A OpenAI investigou o caso e identificou a origem do problema, um ajuste experimental chamado “Personalidade Nerd”, combinado com o sistema de aprendizado baseado em RLHF. A solução veio por meio de mudanças no System Prompt e no refinamento do controle de respostas.
Este caso mostra, de forma prática, como o comportamento de modelos de IA pode ser sensível a ajustes aparentemente simples.
O que causou o comportamento inesperado no gpt-5.5
A origem do problema está em uma tentativa de tornar as respostas mais envolventes. A chamada Personalidade Nerd foi projetada para deixar o modelo mais expressivo, com referências culturais, analogias criativas e um estilo mais descontraído.
Durante o processo de ajuste com RLHF, avaliadores humanos tenderam a valorizar respostas consideradas mais interessantes ou criativas. Isso acabou incentivando o modelo a usar comparações com universos de fantasia com mais frequência do que o esperado.
Com o tempo, esse padrão foi reforçado. O modelo passou a associar diferentes tipos de perguntas a esse estilo narrativo, mesmo quando não era apropriado.
Tecnicamente, não se trata de um erro clássico, mas de um viés emergente. O sistema aprendeu que certas construções de linguagem aumentavam a chance de aprovação durante o treinamento, e passou a reproduzi-las de forma recorrente.
Esse comportamento afetou principalmente a clareza das respostas, já que metáforas excessivas podem dificultar a compreensão em contextos técnicos.

A solução da openai: ajustes no comportamento do modelo
Para resolver a situação, a OpenAI adotou uma abordagem focada em controle de comportamento.
O primeiro passo foi atualizar o System Prompt, adicionando diretrizes mais claras sobre quando utilizar linguagem figurativa e quando manter respostas diretas.
Além disso, foram implementados filtros internos para reduzir a repetição de padrões narrativos inadequados. Esses filtros não eliminam a criatividade do modelo, mas ajudam a equilibrar o uso de analogias.
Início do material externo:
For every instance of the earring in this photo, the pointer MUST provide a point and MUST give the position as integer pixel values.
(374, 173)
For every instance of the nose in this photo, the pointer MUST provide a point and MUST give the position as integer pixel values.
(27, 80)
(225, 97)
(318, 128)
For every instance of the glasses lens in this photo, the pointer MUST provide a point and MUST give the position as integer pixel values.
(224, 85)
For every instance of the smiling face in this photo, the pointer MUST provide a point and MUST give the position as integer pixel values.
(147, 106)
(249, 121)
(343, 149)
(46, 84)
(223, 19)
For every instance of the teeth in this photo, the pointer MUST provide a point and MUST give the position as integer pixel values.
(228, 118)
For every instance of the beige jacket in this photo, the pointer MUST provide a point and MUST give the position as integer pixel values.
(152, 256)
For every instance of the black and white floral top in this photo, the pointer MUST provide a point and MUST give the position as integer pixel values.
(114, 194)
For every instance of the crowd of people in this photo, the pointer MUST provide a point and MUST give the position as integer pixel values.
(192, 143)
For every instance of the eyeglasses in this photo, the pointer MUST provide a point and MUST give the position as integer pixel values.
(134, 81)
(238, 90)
O resultado foi uma melhora significativa na consistência das respostas. O modelo continua capaz de ser criativo, mas agora com maior adequação ao contexto.
Essa correção mostra como o ajuste fino de modelos modernos não depende apenas de dados, mas também de regras e limites bem definidos.
Como recriar respostas criativas no codex
Apesar da correção, alguns desenvolvedores demonstraram interesse em manter esse estilo mais criativo em ambientes controlados.
A própria OpenAI indicou que, no Codex, é possível ajustar o comportamento do modelo por meio de prompts personalizados. Ferramentas como jq e grep podem ser utilizadas para manipular saídas e experimentar diferentes estilos de resposta.
Isso permite que usuários avançados criem experiências específicas, mantendo a linguagem mais técnica no uso cotidiano e explorando estilos mais narrativos quando desejado.
Esse nível de personalização é um dos pontos fortes das ferramentas modernas de IA.
O futuro do treinamento de modelos e o controle de viés
O episódio reforça um ponto essencial, modelos de linguagem não são estáticos. Eles evoluem com base em ajustes, feedback humano e regras de controle.
O uso de RLHF continuará sendo fundamental, mas casos como esse mostram a necessidade de equilibrar criatividade e precisão.
Além disso, o papel do System Prompt tende a se tornar ainda mais relevante, funcionando como uma camada estratégica para definir o comportamento esperado do modelo.
Para as próximas gerações, como um possível GPT-6, a expectativa é de avanços em previsibilidade, controle de viés e personalização segura.
No fim, esse caso serve como um lembrete, até mesmo pequenas mudanças podem gerar efeitos amplos em sistemas complexos.